In addition to the scholarship rates, such incoming students will also be able to apply for funding to cover reasonable additional expenses associated with the exchange stay (e.g. travel, visa, and insurance expenses). Such costs shall be calculated and budgeted according to the budget category ‘Travel and accommodation expenses’, cf. further guidance below.
For groups of outgoing students, all costs associated with the exchange shall be calculated and budgeted according to the budget category ‘Travel and accommodation expenses’, cf. below. The same applies to incoming students when the exchange stay is scheduled to last less than 4 weeks (< 28 calendar days).
In the case of a partial virtual exchange, costs related to the period during which the students are on a physical exchange stay are covered in accordance with the corresponding rules as stated above.
Travel and accommodation costs (account category 7***)
This budget category covers travel and accommodation costs for necessary trips to be undertaken by project participants in connection with the project, as well as reasonable costs for exchange students not covered via the scholarship rates mentioned above.
For project participants, it is possible to apply for coverage of expenses for both domestic and international travel, regardless of their job category.

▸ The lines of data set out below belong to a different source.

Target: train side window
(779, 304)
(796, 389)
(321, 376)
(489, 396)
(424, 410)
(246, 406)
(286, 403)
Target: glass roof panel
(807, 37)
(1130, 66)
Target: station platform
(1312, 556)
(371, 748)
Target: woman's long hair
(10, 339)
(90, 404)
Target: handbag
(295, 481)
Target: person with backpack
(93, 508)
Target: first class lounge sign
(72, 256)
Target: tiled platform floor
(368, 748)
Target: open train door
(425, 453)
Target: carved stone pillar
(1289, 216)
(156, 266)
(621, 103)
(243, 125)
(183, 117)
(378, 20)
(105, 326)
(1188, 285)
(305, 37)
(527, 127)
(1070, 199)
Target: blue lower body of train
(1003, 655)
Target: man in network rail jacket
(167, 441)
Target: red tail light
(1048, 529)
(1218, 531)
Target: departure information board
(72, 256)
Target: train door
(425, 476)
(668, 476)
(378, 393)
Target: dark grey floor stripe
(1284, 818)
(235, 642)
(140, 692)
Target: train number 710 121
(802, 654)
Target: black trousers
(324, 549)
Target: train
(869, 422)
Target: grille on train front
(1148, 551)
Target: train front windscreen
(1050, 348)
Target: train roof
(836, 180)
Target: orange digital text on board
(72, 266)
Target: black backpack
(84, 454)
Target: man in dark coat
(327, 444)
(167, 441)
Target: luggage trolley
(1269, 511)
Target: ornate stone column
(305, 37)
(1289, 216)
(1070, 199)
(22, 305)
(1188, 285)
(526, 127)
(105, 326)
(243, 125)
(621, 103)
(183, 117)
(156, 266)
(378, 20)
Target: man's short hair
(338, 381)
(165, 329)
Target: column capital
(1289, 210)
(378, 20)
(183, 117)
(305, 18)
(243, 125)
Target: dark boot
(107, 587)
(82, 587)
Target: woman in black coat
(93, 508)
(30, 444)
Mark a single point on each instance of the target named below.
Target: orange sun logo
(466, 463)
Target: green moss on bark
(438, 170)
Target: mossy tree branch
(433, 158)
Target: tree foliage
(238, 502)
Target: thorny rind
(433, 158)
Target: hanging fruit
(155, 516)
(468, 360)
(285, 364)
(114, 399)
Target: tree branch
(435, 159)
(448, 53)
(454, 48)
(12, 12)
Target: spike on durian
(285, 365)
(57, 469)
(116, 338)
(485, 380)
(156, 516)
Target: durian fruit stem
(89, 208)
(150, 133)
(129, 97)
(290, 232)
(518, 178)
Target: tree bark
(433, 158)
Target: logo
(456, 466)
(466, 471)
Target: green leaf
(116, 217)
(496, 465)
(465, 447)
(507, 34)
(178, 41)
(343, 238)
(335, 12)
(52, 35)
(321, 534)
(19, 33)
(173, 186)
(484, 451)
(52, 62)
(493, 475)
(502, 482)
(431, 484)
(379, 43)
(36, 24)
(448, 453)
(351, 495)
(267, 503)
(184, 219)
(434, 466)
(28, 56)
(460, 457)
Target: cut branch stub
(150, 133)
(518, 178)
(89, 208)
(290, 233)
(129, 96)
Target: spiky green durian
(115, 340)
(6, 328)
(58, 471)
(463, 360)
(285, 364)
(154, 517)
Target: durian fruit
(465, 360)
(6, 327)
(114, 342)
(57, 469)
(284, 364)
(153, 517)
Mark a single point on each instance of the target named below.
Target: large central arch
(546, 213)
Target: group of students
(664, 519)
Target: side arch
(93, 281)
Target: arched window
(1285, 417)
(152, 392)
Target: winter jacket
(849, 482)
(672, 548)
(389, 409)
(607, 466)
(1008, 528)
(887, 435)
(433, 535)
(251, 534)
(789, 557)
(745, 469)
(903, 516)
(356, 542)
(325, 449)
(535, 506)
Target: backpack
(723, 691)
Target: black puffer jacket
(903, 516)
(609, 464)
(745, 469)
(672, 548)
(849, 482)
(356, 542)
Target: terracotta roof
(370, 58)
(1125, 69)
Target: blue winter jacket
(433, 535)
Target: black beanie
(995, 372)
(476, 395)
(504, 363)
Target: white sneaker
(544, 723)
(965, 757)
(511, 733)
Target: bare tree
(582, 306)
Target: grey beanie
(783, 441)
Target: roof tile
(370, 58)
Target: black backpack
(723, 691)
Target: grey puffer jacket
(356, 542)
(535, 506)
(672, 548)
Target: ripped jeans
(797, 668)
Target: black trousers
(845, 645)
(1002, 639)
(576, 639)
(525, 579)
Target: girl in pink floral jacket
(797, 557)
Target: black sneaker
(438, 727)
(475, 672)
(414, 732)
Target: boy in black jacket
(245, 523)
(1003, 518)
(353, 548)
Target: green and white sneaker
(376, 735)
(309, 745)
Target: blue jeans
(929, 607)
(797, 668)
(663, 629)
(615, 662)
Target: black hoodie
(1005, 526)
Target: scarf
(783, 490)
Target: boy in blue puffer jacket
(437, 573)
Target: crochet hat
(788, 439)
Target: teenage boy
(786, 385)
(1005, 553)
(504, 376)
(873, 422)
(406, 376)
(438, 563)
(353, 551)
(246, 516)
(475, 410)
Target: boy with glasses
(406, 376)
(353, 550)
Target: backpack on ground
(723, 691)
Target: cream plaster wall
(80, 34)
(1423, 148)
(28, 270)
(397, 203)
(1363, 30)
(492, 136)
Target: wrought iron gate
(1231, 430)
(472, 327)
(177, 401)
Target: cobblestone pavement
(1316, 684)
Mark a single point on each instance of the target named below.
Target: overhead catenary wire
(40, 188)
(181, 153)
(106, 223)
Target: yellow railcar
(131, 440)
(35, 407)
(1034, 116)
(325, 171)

Travel and accommodation costs must be budgeted in accordance with the rates in the State Personnel Handbook (see chapter 9.2 for domestic travel, and chapter 9.3 for international travel). For guidance on these rules, we refer to the Employer portal and Lovdata.
We encourage you to have a clear focus on creating a sensible travel plan for project participants. Digital alternatives should generally be considered and used where appropriate, so that unnecessary travel costs and environmental impacts are avoided. We also encourage other more environmentally friendly transport options (e.g., trains) to be used where possible. Travel that is not sufficiently justified may not be approved when the application is assessed.
For groups of incoming and outgoing students who are going to undertake exchange stays in connection with the project, all reasonable costs directly associated with the exchange stay can be budgeted. This includes:
- travel expenses to/from the place of study in Norway/abroad
Travel expenses to/from countries outside the Nordic region shall be calculated as average travel costs to and from the country of stay (including any costs to/from the international terminal), minus any coverage from the Norwegian State Educational Loan Fund or others. For stays that are going to last longer than 6 months, the estimated average cost can be doubled to account for return travel during the stay.
- living, accommodation and study costs in the host country
For groups of incoming students covered by the scholarship rate coverage, cf. above, and groups of outgoing students who it must be assumed will receive grants for the relevant exchange stay from the Norwegian State Educational Loan Fund, the Research Council of Norway or other Norwegian public authorities, living and accommodation costs in the host country shall not be included under this budget category. However, any special study costs, cf. below, may also be budgeted for such groups.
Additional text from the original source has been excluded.